Re: PROV-ISSUE-89 (what-entity-attributes): How do we find the attributes of an entity? [Formal Model] from Stian Soiland-Reyes on 2011-09-09 (public-prov-wg@w3.org from September 2011)

From: Stian Soiland-Reyes <soiland-reyes@cs.manchester.ac.uk>
Date: Fri, 9 Sep 2011 14:32:04 +0100
To: Luc Moreau <L.Moreau@ecs.soton.ac.uk>
Cc: Satya Sahoo <satya.sahoo@case.edu>, public-prov-wg@w3.org
Message-ID: <CAPRnXtkK76WERthSQsXtSEf-XAvUCeM34PH+1-dhZLnM4V8kxw@mail.gmail.com>
On Thu, Sep 8, 2011 at 17:31, Luc Moreau <L.Moreau@ecs.soton.ac.uk> wrote:


> But how does it work in an open world context, when there may be other
> assertions in your triple
> store, e.g. e1 hasColor blue.
>
> But the color property is not one of the attributes  used in any of e1, e2,
> e3.

*Warning* - another long Stian email.


RDF-wise we I think we would need to express these attributes outside
the regular graph.


For instance with anonymous nodes and prov:wasCharacterisedBy :

:e1 a prov:Entity ;
  prov:wasCharacterisedBy [
     car:company "Toyota" ;
       car:model "Corolla" ;
      car:identification "1a"
  ] .

:e2 a prov:Entity ;
  prov:wasCharacterisedBy [
     car:company "Toyota" ;
     car:model "Corolla" ;
     car:identification "1a" ;
     car:owner "tom"
  ] .

:e3 a prov:Entity ;
  prov:wasCharacterisedBy [
     car:company "Toyota" ;
     car:model "Corolla" ;
     car:identification "1a" ;
     car:owner "luc"
  ] .

# Other statements, not part of prov:wasCharacterisedBy
:e1 car:hasColor "blue" .
:e2 car:hasColor "blue" .
:e3 car:hasColor "blue" .



If prov:wasCharacterisedBy is a subproperty of owl:sameAs you could
with just a tiny bit of reasoning find
  :e3 car:owner "luc";
however this raises lots of nasty questions about what attributes are
part of the characterisation, with reasoning enabled you would just
find
 :e3 prov:wasCharacterisedBy :e3 and every attribute of :e3.
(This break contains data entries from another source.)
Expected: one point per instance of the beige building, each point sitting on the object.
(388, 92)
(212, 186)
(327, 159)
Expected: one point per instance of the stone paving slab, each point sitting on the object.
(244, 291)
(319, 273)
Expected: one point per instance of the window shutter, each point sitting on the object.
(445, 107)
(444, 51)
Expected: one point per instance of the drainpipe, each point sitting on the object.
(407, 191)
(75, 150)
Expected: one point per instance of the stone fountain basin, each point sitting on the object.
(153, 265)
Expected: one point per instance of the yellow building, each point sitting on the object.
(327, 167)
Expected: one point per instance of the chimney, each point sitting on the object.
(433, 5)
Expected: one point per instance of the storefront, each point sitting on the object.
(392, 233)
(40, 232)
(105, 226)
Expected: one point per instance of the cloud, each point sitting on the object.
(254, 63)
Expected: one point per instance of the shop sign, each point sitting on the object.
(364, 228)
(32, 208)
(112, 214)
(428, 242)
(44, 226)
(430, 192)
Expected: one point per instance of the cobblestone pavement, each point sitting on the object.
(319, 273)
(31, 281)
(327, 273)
Probably more sensible is to make prov:wasCharacterisedBy a
subproperty of prov:wasComplementOf as that would be true anyway.
(right?)


But what if you are characterised by something with richer attributes?
The Abstract Provenance notation allows only flat attributes:

entity := entity ( identifier , [ attribute-values ] )
attribute-values := attribute-value |attribute-value , attribute-values
attribute-value := attribute : Literal

so:

  entity(e3, [ owner: [ name: "Luc", address: "Southampton" ] ])
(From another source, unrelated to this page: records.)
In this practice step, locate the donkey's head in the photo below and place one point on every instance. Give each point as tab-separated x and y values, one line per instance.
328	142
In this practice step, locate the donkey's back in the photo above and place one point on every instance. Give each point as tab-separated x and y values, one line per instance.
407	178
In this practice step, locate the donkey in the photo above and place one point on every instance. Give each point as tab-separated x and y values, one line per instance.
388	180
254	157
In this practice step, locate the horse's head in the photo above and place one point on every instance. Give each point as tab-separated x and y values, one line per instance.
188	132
would not be allowed. It says Literal, so not even URIs?

  entity(e3, [ owner: <http://id.ecs.soton.ac.uk/person/391> ])
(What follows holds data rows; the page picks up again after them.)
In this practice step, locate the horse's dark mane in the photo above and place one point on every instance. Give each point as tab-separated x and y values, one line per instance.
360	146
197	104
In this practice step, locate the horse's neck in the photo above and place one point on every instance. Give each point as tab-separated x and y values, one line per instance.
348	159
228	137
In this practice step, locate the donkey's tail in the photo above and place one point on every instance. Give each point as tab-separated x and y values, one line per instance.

In RDF this would sound like an arbitrary restriction, in theory in
RDF you could simply do:


:e3 a prov:Entity ;
  prov:wasCharacterisedBy [
     car:company "Toyota" ;
     car:model "Corolla" ;
     car:identification "1a" ;
     car:owner [
       foaf:name "Luc Moreau" ;
       foaf:based_near "Southampton"
     ]
  ] .

However this causes problems the moment you want to use URIs. If you
said simply
  car:owner <http://id.ecs.soton.ac.uk/person/391>
then we can't say anything more about
<http://id.ecs.soton.ac.uk/person/391> within this 'was characterised
by'.

If I did

  car:owner [
       owl:sameAs <http://id.ecs.soton.ac.uk/person/391> ;
       foaf:name "Luc Moreau" ;
       foaf:based_near "Southampton"
  ]

then that raises the sameAs issues as above.


Named graphs would allow you to declare multiple resources within the
characterisation. In TriG format:

{
  :e1 a prov:Entity ;
    prov:characterisedBy :e1Attrs ;
    car:hasColor "blue" .

  :e2 a prov:Entity ;
    prov:characterisedBy :e1Attrs, :e2Attrs ;
    car:hasColor "blue" .

  :e3 a prov:Entity ;
    prov:characterisedBy :e1Attrs, :e3Attrs ;
    car:hasColor "blue" .
}

:e1Attrs {
  :e1 car:company "Toyota" ;
       car:model "Corolla" ;
      car:identification "1a" .
}

:e2Attrs {
  :e1 car:owner "tom" .
}
:e3Attrs {
  :e1 car:owner <http://id.ecs.soton.ac.uk/person/391> .
  <http://id.ecs.soton.ac.uk/person/391> foaf:name "Luc Moreau" ;
       foaf:based_near "Southampton" .
}

One advantage of nested graphs is that it would be fairly easy to
query across all graphs to find both characterised and 'other'
properties of the car. Also above I allowed multiple graphs in
prov:characterisedBy to reuse common attributes.


I'm not sure if I like this named graph approach, because it seems to
say that everything in the characterisation graph must be true to be
able to identify :e1, and it's easy to include too much information
within the graph which is just auxiliary information.


Above, the car is owned by <http://id.ecs.soton.ac.uk/person/391>
called "Luc Moreau", based in Southampton - so if elsewhere
<http://id.ecs.soton.ac.uk/person/391> had the name "Professor Luc
Moreau" and was based in Boston, then that person would not
necessarily be the owner of the car, even if he has the same URI.
Perhaps this is good? After all the asserter did include those details
inside the prov:characterisedBy graph instead of in the default graph,
so they must be important.


(As always) I've argued with myself here, and I think that although
nested descriptions would be nice, it opens up a can of worms, and we
should keep the attributes flat, and rather say that you should
describe nested attributes by introducing a new prov:Entity with its
own characterisation:


:e3 a prov:Entity ;
  prov:wasCharacterisedBy [
     car:company "Toyota" ;
     car:model "Corolla" ;
     car:identification "1a" ;
     car:owner :luc
  ] .

:luc a prov:Entity;
  prov:wasCharacterisedBy [
       foaf:name "Luc Moreau" ;
       foaf:based_near "Southampton"
] .


Luc, note that I only used your foaf-stuff as examples here, I'm not
suggesting  you stop owning the car if you move out of Southampton!
But this would be a good way to talk about narrow compliments such as
"Luc as the professor teaching subject 101 in 2011 at Southampton
University"


-- 
Stian Soiland-Reyes, myGrid team
School of Computer Science
The University of Manchester
Received on Friday, 9 September 2011 13:32:52 UTC